Back in December in the Japan Shopping post I mentioned that I would soon write more about The Nakasendo Trail. The trail or Central Mountain Route was one of the 5 walking routes that during the Edo Period connected the ancient capital of Kyoto to Tokyo or Edo. There were 69 rest stations between Edo and Kyoto, and the route crossed through 5 provinces of Edo period Japan. Today the Nakasendō also runs through the modern-day prefectures of Saitama, Gunma, Nagano, Gifu and Shiga, with a total distance of approximately 534 km (332 mi). In October 2015 my closest friend Sam and I set off from Tokyo by train to get to the start of our 5 day trek along the trail at Magome. Our route would take us through the beautifully restored towns of Tsumago, Kiso-Fukushima and Narai, while our last night would be spent in the more westernised “alpine” resort of Karuizawa.
At the end of each walking day we would stay at a traditional Japanese style inn, or Ryokan at one of the towns along the route as travellers from the Edo period would have done. There a sumptuous dinner of local specialities is served at 6pm to refuel hungry travellers and traditional cedar wood hot baths are available to soak tired muscles. An equally wonderful traditional breakfast the next day of rice, fish, toufu and egg provides fuel for the day’s walk. The natural rhythm of our days of walking in nature, bathing, eating and sleeping in the quiet and welcoming towns along the route became a most restful and restorative experience.

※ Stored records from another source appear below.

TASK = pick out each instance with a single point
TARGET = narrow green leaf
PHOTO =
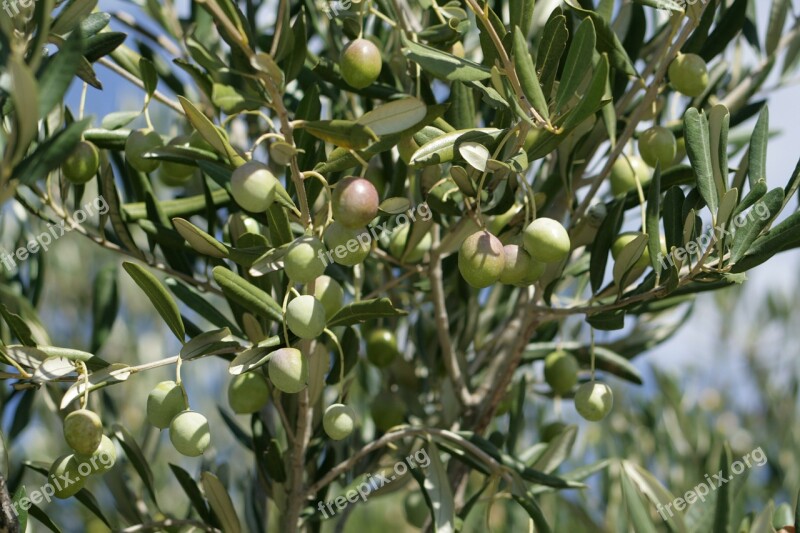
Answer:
(158, 295)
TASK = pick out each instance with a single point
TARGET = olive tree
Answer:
(386, 219)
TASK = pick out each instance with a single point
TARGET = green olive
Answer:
(561, 371)
(305, 317)
(520, 268)
(254, 187)
(657, 145)
(546, 240)
(688, 73)
(593, 401)
(330, 293)
(382, 347)
(339, 421)
(189, 433)
(82, 164)
(248, 393)
(164, 402)
(65, 477)
(481, 259)
(303, 262)
(360, 63)
(140, 142)
(83, 431)
(288, 370)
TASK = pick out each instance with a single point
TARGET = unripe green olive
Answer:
(103, 457)
(387, 411)
(305, 317)
(552, 430)
(65, 477)
(481, 259)
(176, 174)
(254, 187)
(593, 401)
(624, 173)
(360, 63)
(288, 370)
(164, 402)
(82, 164)
(546, 240)
(657, 145)
(339, 421)
(561, 371)
(302, 262)
(140, 142)
(382, 347)
(397, 245)
(416, 509)
(355, 202)
(345, 245)
(83, 431)
(328, 291)
(520, 268)
(248, 393)
(189, 433)
(688, 73)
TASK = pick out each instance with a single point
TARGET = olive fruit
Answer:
(305, 317)
(360, 63)
(625, 171)
(176, 174)
(328, 291)
(140, 142)
(520, 268)
(561, 371)
(66, 478)
(387, 411)
(416, 509)
(81, 165)
(657, 145)
(345, 245)
(338, 421)
(382, 347)
(593, 401)
(103, 457)
(355, 202)
(481, 259)
(83, 431)
(164, 402)
(546, 240)
(688, 73)
(303, 262)
(397, 245)
(189, 433)
(552, 430)
(288, 370)
(254, 187)
(248, 393)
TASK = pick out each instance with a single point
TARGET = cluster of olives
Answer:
(94, 453)
(188, 430)
(593, 400)
(483, 260)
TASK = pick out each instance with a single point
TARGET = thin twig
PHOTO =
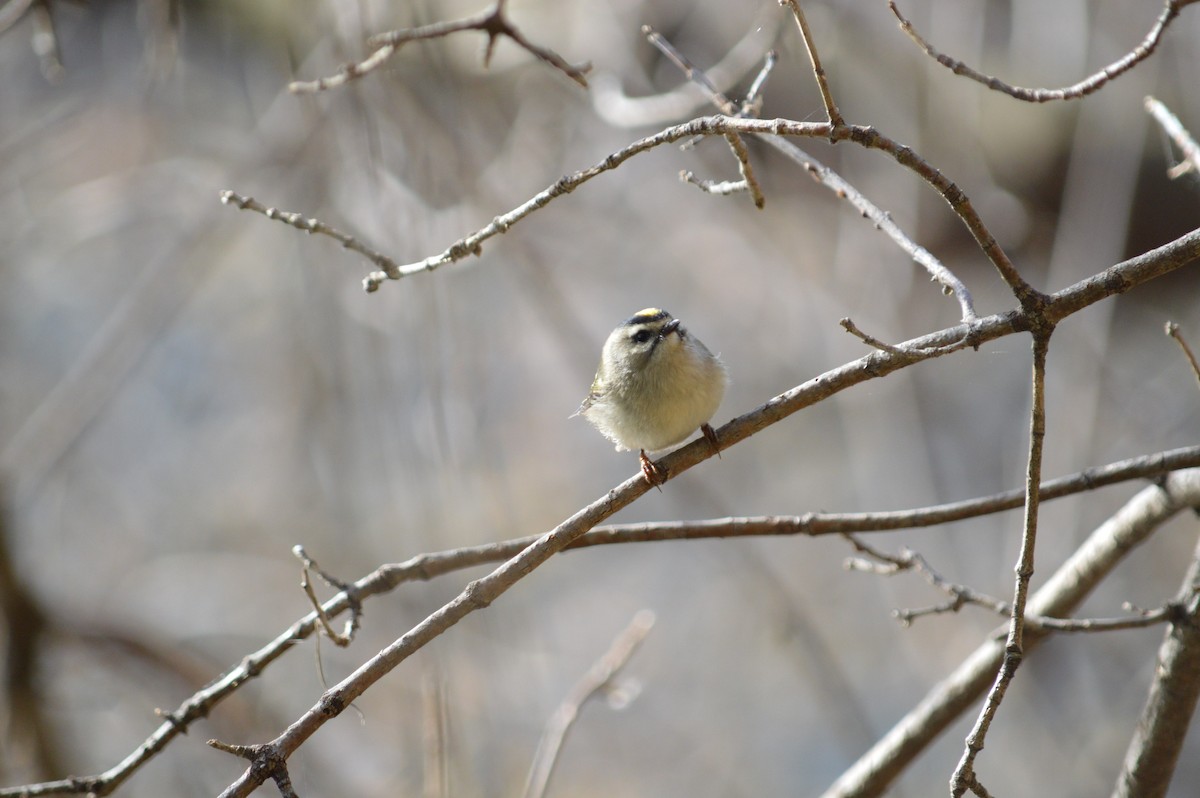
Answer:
(690, 71)
(599, 678)
(815, 60)
(483, 592)
(345, 637)
(310, 226)
(1081, 89)
(1115, 280)
(1085, 569)
(964, 777)
(876, 561)
(871, 341)
(435, 564)
(821, 173)
(863, 136)
(491, 22)
(1170, 707)
(739, 151)
(1173, 330)
(1179, 133)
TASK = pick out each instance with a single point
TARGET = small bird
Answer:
(655, 385)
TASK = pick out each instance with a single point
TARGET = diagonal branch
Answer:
(598, 678)
(1081, 89)
(1065, 591)
(964, 777)
(491, 22)
(1117, 279)
(864, 136)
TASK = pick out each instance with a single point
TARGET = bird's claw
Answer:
(653, 473)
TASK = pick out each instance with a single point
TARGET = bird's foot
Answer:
(711, 437)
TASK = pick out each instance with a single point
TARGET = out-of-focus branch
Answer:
(1081, 89)
(598, 678)
(1179, 133)
(880, 562)
(1173, 330)
(1159, 735)
(492, 22)
(435, 564)
(1091, 563)
(863, 136)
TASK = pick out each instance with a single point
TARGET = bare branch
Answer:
(345, 637)
(310, 226)
(1065, 591)
(598, 678)
(1158, 737)
(431, 565)
(960, 595)
(1081, 89)
(964, 777)
(863, 136)
(821, 173)
(491, 22)
(815, 60)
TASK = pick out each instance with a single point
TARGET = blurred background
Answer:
(189, 390)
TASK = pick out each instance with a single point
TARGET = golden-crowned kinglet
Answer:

With the seasons changing, the colours of the leaves turning and the weather bright and cool, perfect for walking, our Nakasendo turned out to be a truly beautiful autumnal adventure.
The Nakasendo Trail is marked at regular intervals by rocks showing travellers their progress on the route and also by little shrines like this one at the foot of the Torii Pass.

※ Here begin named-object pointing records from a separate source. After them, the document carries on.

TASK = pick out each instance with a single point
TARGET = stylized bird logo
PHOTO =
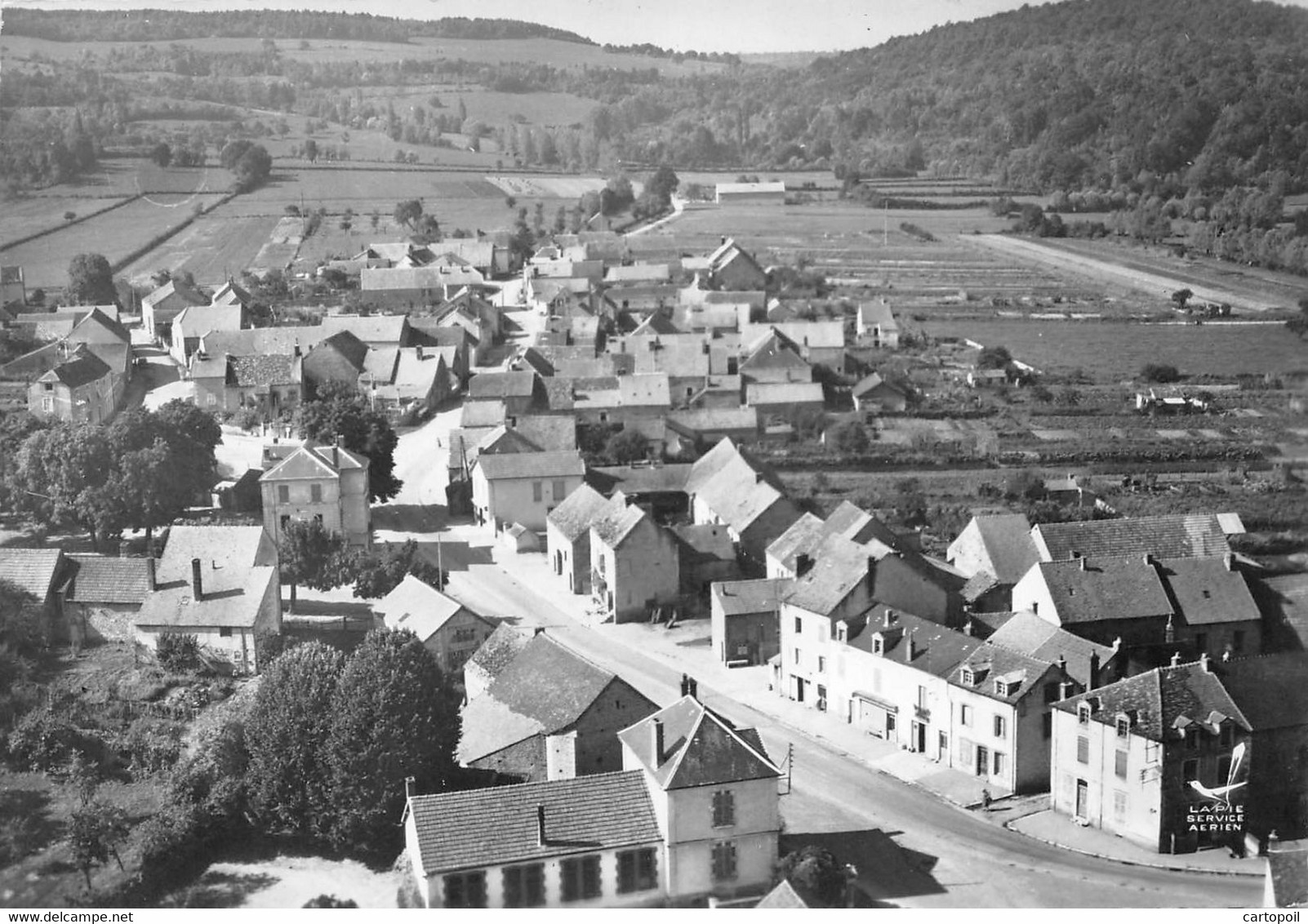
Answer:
(1222, 793)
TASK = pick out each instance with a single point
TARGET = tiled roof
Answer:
(839, 566)
(936, 650)
(34, 570)
(1008, 544)
(1171, 536)
(532, 465)
(417, 606)
(101, 580)
(263, 370)
(78, 371)
(643, 478)
(1088, 589)
(700, 748)
(782, 393)
(488, 386)
(616, 522)
(1208, 591)
(489, 828)
(573, 517)
(763, 595)
(1025, 633)
(1163, 701)
(500, 648)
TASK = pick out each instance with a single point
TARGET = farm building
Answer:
(751, 193)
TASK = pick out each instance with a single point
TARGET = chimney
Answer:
(657, 741)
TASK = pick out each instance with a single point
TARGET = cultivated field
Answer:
(115, 234)
(1117, 350)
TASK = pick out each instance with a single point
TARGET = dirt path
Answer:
(1156, 284)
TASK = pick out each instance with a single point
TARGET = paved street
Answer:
(959, 859)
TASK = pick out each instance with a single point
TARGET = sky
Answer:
(700, 25)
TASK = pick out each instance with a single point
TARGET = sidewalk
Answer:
(1061, 832)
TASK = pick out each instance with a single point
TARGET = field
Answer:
(565, 56)
(114, 234)
(1117, 350)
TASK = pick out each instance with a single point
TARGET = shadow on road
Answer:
(886, 869)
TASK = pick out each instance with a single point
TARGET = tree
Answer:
(627, 447)
(91, 280)
(286, 734)
(408, 212)
(339, 409)
(662, 184)
(394, 717)
(62, 475)
(377, 574)
(816, 874)
(1160, 373)
(310, 556)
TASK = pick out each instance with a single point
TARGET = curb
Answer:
(1171, 868)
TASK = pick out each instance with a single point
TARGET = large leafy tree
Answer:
(91, 280)
(339, 409)
(287, 732)
(62, 475)
(312, 556)
(394, 717)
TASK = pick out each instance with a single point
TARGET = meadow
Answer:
(1119, 350)
(115, 234)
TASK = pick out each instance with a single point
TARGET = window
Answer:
(723, 861)
(1120, 806)
(466, 891)
(525, 886)
(580, 876)
(636, 871)
(723, 808)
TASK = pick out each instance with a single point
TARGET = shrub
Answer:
(1160, 373)
(178, 651)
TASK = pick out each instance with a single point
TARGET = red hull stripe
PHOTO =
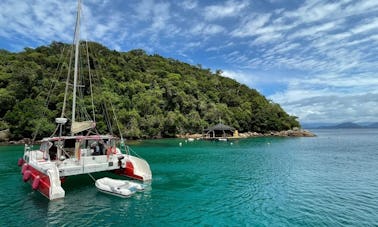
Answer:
(44, 181)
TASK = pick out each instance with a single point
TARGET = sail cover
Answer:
(81, 126)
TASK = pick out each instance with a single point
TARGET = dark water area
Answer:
(328, 180)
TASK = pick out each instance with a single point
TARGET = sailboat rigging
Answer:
(82, 151)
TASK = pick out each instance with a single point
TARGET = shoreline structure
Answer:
(286, 133)
(242, 135)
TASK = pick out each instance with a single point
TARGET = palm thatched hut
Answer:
(219, 131)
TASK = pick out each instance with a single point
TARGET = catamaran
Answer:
(82, 151)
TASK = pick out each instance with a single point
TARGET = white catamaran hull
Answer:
(45, 175)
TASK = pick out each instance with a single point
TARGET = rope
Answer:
(90, 81)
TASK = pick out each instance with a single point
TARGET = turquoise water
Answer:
(329, 180)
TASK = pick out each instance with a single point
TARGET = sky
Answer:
(318, 59)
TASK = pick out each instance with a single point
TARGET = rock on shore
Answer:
(296, 132)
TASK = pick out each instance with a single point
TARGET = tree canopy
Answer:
(152, 95)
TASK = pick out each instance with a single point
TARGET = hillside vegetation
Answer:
(152, 95)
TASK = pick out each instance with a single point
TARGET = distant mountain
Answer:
(350, 125)
(373, 125)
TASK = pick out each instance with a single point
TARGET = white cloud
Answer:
(252, 25)
(228, 9)
(206, 29)
(189, 4)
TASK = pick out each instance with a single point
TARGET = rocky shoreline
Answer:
(4, 135)
(286, 133)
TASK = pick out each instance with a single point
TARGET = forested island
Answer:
(153, 96)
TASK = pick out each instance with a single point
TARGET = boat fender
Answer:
(120, 161)
(27, 175)
(36, 183)
(111, 150)
(20, 162)
(24, 168)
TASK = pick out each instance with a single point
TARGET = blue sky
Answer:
(318, 59)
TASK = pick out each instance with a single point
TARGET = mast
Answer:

Spectacular view en route to Yokokawa. Despite the stunning natural beauty of the Nakasendo landscapes man made structures are never that far away.
Nature's beauty framed by the elegant lines of man made engineering.
The delicate shape of maple leaves silhouetted against a pure blue sky.
Descending from the Torii Pass we enter Narai - or town of one thousand inns. The town was fully restored by its residents to emulate the old rest station of the Edo period.
Temple gates at the top of the Torii Pass. After an arduous climb through the trees we reached the temple and nearby shrine of rocks inscribed with poetry. It was the most peaceful and beautiful place.
The autumnal colours of the Maple Tree.
A craftsman in Yabuhara making combs from local woods such as Minebari and Isu.
Ryokan at Kiso-Fukushima famous for its public hot baths.
We couldn't get enough of the beautiful colours.
Leaving our ryokan at O-Tsumago.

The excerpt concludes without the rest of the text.